Department of Psychiatry, University of Michigan, Ann Arbor, MI 48109, USA.
Neuroscience. 2012 Oct 25;223:163-73. doi: 10.1016/j.neuroscience.2012.07.047. Epub 2012 Jul 31.
Single prolonged stress (SPS) is a rodent model of post traumatic stress disorder that is comprised of serial application of restraint (r), forced swim (fs), and ether (eth) followed by a 7-day quiescent period. SPS induces extinction retention deficits and it is believed that these deficits are caused by the combined stressful effect of serial exposure to r, fs, and eth. However, this hypothesis remains untested. Neurobiological mechanisms by which SPS induces extinction retention deficits are unknown, but SPS enhances glucocorticoid receptor (GR) expression in the hippocampus, which is critical for contextual modulation of extinction retrieval. Upregulation of GRs in extinction circuits may be a mechanism by which SPS induces extinction retention deficits, but this hypothesis has not been examined. In this study, we systematically altered the stressors that constitute SPS (i.e. r, fs, eth), generating a number of partial SPS (p-SPS) groups, and observed the effects SPS and p-SPSs had on extinction retention and GR levels in the hippocampus and prefrontal cortex (PFC). PFC GRs were assayed, because regions of the PFC are critical for maintaining extinction. We predicted that only exposure to full SPS would result in extinction retention deficits and enhance hippocampal and PFC GR levels. Only exposure to full SPS induced extinction retention deficits. Hippocampal and PFC GR expression was enhanced by SPS and most p-SPSs, however hippocampal GR expression was significantly larger following the full SPS exposure than all other conditions. Our findings suggest that the combined stressful effect of serial exposure to r, fs, and eth results in extinction retention deficits. The results also suggest that simple enhancements in GR expression in the hippocampus and PFC are insufficient to result in extinction retention deficits, but raise the possibility that a threshold-enhancement in hippocampal GR expression contributes to SPS-induced extinction retention deficits.

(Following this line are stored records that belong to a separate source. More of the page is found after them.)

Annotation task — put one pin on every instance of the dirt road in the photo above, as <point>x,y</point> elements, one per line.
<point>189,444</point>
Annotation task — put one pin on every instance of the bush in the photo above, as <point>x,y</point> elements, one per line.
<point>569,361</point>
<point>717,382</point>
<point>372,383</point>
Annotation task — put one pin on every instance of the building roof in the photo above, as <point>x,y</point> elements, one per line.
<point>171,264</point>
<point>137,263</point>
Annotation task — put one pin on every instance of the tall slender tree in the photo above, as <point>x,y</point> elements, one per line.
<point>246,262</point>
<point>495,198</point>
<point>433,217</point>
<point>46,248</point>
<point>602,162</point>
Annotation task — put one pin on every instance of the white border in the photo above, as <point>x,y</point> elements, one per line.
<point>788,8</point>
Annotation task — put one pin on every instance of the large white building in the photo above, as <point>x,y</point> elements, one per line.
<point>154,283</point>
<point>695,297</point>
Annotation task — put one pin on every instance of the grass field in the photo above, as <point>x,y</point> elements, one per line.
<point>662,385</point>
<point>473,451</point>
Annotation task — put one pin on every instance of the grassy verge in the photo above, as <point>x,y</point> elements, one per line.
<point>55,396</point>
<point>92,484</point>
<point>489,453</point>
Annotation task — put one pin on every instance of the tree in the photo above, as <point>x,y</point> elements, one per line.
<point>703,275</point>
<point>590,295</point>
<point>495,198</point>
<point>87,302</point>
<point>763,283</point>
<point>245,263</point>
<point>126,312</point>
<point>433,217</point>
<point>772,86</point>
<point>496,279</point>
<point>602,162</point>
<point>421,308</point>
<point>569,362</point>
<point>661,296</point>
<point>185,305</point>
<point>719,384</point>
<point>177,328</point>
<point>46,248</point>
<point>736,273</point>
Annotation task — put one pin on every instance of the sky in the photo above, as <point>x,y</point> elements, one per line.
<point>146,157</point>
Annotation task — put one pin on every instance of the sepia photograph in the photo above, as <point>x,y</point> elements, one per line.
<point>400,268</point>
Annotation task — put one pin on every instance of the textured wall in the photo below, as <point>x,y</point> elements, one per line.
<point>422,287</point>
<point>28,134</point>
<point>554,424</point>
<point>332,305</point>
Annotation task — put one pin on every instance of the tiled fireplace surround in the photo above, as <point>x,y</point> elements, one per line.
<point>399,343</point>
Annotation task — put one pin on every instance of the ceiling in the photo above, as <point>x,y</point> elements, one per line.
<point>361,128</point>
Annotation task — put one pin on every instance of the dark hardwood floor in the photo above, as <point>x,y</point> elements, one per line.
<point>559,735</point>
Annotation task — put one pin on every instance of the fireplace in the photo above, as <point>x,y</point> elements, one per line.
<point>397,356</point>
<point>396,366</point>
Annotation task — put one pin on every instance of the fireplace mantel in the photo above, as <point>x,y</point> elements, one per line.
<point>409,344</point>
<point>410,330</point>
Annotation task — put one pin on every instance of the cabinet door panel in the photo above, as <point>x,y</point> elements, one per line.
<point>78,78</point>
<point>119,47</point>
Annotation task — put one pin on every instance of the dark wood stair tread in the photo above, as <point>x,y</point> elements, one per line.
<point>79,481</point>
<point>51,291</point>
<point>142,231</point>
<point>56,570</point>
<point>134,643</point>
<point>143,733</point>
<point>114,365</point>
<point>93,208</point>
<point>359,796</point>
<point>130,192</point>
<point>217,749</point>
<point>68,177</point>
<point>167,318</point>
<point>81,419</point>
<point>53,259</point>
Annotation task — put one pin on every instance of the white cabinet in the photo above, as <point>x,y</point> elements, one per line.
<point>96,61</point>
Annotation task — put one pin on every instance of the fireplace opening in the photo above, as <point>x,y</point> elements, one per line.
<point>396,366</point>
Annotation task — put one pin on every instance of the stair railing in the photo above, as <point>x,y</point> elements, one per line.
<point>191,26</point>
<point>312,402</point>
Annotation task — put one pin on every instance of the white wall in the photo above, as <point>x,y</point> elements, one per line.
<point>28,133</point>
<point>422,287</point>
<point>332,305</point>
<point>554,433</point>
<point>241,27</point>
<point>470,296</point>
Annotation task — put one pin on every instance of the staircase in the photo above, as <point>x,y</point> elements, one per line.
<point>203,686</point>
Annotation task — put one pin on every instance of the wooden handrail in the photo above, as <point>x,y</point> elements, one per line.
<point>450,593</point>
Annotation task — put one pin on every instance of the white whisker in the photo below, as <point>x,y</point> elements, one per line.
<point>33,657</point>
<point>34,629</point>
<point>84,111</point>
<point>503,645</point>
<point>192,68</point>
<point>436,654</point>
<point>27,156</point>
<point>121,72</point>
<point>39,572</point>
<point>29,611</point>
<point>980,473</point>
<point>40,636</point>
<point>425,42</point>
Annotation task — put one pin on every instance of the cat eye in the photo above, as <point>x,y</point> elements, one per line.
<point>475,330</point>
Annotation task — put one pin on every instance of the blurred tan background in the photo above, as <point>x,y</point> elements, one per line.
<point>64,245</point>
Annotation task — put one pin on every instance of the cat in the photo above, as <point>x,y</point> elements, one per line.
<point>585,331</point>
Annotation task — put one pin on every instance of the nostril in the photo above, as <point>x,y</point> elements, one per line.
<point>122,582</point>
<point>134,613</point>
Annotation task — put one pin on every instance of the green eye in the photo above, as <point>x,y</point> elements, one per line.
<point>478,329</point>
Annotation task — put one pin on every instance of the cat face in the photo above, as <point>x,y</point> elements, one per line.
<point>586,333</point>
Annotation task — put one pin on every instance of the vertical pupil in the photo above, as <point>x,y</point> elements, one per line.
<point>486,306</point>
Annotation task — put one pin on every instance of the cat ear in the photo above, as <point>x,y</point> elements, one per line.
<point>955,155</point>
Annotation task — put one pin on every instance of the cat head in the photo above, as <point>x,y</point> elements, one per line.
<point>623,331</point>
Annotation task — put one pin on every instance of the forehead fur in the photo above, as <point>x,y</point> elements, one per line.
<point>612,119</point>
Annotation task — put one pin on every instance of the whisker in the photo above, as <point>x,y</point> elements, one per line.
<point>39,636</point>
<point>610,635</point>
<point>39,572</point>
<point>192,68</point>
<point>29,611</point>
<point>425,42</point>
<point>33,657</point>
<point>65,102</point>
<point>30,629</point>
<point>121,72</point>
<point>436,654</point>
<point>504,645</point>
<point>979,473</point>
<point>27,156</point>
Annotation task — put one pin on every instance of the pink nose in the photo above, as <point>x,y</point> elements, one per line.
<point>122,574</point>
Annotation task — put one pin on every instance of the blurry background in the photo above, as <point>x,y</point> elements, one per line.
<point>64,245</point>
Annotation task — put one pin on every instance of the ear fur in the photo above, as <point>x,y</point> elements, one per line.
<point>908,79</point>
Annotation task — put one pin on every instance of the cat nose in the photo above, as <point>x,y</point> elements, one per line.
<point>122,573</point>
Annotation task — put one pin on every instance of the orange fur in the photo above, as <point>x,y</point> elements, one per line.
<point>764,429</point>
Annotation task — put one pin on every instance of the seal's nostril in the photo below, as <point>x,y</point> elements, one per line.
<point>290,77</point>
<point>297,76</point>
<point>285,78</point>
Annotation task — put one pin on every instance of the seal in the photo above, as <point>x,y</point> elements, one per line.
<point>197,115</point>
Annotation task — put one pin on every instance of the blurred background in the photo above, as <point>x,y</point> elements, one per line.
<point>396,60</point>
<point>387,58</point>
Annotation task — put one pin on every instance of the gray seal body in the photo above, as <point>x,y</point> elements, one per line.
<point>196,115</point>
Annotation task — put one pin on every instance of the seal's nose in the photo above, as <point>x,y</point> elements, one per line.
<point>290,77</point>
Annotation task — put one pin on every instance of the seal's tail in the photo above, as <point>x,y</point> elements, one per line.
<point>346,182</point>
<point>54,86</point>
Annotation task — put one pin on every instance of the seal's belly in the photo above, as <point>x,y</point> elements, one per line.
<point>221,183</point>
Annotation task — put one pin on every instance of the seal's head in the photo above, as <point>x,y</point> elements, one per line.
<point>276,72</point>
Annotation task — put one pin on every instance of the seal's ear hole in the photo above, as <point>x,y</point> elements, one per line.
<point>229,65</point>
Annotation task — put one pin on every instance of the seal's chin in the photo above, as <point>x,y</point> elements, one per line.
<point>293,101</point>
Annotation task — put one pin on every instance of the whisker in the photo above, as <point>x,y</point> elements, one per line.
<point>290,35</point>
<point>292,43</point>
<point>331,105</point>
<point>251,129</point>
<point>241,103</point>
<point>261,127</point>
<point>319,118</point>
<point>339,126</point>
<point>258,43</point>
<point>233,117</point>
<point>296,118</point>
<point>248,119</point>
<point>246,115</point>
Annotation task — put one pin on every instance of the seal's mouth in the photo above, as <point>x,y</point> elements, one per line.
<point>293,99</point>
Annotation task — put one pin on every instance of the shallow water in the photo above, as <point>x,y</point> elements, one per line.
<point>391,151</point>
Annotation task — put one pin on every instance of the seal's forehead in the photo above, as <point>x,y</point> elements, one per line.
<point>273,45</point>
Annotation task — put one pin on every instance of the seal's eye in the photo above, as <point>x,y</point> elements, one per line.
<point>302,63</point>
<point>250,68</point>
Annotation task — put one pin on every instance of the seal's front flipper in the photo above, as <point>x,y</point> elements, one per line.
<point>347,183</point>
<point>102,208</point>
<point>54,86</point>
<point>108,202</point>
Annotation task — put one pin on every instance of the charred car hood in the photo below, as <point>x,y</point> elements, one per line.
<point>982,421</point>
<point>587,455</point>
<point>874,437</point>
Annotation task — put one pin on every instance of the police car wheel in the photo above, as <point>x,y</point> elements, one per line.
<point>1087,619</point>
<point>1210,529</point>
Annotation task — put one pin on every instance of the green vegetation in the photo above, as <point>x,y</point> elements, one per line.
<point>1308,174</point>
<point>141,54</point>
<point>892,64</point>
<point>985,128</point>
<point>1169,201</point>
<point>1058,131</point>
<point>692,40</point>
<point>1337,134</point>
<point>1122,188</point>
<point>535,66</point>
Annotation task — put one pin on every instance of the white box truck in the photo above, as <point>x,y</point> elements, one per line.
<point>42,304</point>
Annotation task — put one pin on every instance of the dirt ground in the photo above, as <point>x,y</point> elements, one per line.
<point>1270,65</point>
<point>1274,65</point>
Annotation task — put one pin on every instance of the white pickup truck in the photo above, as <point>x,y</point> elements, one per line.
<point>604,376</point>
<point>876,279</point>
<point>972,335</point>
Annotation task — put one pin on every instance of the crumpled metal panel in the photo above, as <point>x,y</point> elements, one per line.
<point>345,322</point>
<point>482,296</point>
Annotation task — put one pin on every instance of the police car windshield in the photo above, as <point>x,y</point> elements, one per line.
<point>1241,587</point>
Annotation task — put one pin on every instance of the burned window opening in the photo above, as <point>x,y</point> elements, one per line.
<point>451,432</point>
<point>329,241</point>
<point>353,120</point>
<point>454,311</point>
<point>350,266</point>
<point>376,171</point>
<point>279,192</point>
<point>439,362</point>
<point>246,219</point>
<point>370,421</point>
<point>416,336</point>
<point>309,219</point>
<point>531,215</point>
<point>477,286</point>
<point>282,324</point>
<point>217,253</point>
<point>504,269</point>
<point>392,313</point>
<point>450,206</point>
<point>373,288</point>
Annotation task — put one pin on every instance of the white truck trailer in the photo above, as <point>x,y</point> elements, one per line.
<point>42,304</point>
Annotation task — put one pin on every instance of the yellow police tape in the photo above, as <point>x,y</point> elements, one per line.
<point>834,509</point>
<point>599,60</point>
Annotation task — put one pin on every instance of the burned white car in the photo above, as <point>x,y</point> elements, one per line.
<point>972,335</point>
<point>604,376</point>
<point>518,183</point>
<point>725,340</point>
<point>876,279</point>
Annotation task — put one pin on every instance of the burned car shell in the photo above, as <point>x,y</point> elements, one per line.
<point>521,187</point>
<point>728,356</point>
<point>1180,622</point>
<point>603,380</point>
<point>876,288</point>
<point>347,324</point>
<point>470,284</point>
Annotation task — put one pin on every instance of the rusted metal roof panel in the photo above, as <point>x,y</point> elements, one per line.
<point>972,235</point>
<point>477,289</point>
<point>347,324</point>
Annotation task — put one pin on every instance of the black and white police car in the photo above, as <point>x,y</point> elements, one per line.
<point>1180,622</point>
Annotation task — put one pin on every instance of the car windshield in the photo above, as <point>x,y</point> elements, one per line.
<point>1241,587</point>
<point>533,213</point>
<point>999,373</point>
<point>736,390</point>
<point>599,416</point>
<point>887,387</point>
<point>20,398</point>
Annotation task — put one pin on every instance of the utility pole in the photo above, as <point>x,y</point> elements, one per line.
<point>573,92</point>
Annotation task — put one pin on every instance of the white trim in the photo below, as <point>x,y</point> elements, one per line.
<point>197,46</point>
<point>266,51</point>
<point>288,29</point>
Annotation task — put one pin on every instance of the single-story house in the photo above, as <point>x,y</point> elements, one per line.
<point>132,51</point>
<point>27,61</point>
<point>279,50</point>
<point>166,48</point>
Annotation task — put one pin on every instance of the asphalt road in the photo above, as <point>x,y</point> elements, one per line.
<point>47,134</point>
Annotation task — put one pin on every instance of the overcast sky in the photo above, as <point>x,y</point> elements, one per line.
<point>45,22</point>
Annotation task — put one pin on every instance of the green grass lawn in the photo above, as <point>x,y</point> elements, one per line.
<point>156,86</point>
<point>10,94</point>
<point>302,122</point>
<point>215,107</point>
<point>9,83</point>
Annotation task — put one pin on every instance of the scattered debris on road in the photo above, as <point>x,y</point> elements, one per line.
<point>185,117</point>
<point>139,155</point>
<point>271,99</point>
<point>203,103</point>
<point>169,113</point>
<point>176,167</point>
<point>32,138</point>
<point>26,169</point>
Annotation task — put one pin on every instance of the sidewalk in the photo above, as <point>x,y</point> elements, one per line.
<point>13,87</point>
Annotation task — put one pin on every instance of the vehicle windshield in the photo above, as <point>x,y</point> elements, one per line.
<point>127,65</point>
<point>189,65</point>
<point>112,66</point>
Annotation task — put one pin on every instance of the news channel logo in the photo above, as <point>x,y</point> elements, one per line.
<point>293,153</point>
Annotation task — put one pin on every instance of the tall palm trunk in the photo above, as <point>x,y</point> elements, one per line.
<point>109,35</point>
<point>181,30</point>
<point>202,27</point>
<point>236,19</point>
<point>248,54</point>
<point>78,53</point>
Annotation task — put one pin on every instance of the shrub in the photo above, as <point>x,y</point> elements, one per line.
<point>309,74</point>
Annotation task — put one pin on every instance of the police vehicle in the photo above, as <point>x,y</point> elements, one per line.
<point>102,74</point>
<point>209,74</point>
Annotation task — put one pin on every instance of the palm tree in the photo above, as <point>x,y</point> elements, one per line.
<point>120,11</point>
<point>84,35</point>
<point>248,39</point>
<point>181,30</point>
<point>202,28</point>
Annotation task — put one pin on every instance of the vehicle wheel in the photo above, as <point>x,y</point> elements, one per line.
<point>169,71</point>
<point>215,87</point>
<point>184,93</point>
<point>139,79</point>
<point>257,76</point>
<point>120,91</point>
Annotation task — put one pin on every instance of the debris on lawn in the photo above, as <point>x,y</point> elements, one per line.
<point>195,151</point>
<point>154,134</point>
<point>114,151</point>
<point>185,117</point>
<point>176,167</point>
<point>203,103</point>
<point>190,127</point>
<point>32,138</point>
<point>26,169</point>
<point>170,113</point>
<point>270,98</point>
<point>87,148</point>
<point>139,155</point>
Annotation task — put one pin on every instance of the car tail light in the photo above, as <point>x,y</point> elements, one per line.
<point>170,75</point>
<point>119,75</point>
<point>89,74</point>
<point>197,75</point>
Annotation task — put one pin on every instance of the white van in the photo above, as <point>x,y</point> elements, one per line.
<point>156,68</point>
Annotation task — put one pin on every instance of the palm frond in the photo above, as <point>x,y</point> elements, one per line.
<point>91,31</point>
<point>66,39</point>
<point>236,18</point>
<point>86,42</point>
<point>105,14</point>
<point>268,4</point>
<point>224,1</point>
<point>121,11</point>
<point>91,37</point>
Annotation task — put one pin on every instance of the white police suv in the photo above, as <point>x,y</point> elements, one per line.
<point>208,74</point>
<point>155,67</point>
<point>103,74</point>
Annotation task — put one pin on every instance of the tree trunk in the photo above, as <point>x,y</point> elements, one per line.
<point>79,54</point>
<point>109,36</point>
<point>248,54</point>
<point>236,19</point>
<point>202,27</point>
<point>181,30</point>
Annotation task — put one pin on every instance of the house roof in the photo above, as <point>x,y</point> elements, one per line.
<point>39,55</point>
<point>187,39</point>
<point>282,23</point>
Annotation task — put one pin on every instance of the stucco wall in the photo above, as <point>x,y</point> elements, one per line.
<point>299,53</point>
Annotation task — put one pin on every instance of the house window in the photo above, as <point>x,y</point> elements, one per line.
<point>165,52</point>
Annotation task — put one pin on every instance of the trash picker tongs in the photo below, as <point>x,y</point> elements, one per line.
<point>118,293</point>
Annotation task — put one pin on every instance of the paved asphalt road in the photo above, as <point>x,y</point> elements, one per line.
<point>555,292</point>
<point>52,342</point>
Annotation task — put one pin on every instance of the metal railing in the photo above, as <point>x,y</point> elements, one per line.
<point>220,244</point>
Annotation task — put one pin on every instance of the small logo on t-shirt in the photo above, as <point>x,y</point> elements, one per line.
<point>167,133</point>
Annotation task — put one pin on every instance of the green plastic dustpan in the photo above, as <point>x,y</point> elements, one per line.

单一延长应激(SPS)是一种创伤后应激障碍的啮齿动物模型,它由连续应用束缚(r)、强迫游泳(fs)和乙醚(eth)组成,随后是 7 天的静止期。SPS 诱导消退保留缺陷,据信这些缺陷是由于连续暴露于 r、fs 和 eth 的联合应激作用引起的。然而,这一假设尚未得到验证。SPS 诱导消退保留缺陷的神经生物学机制尚不清楚,但 SPS 增强了海马中的糖皮质激素受体(GR)表达,这对于上下文调节消退检索至关重要。在消退回路中上调 GRs 可能是 SPS 诱导消退保留缺陷的一种机制,但这一假设尚未得到检验。在这项研究中,我们系统地改变了构成 SPS 的应激源(即 r、fs、eth),产生了一些部分 SPS(p-SPS)组,并观察了 SPS 和 p-SPS 对消退保留和海马和前额叶皮质(PFC)中 GR 水平的影响。检测了 PFC 的 GR,因为 PFC 的区域对于维持消退至关重要。我们预测只有暴露于完整的 SPS 才会导致消退保留缺陷并增强海马和 PFC 的 GR 水平。只有暴露于完整的 SPS 才会引起消退保留缺陷。SPS 和大多数 p-SPS 增强了海马和 PFC 的 GR 表达,但 SPS 暴露后海马的 GR 表达明显大于其他所有条件。我们的研究结果表明,连续暴露于 r、fs 和 eth 的联合应激作用导致了消退保留缺陷。结果还表明,海马和 PFC 中 GR 表达的简单增强不足以导致消退保留缺陷,但提出了海马 GR 表达的阈值增强可能导致 SPS 诱导的消退保留缺陷的可能性。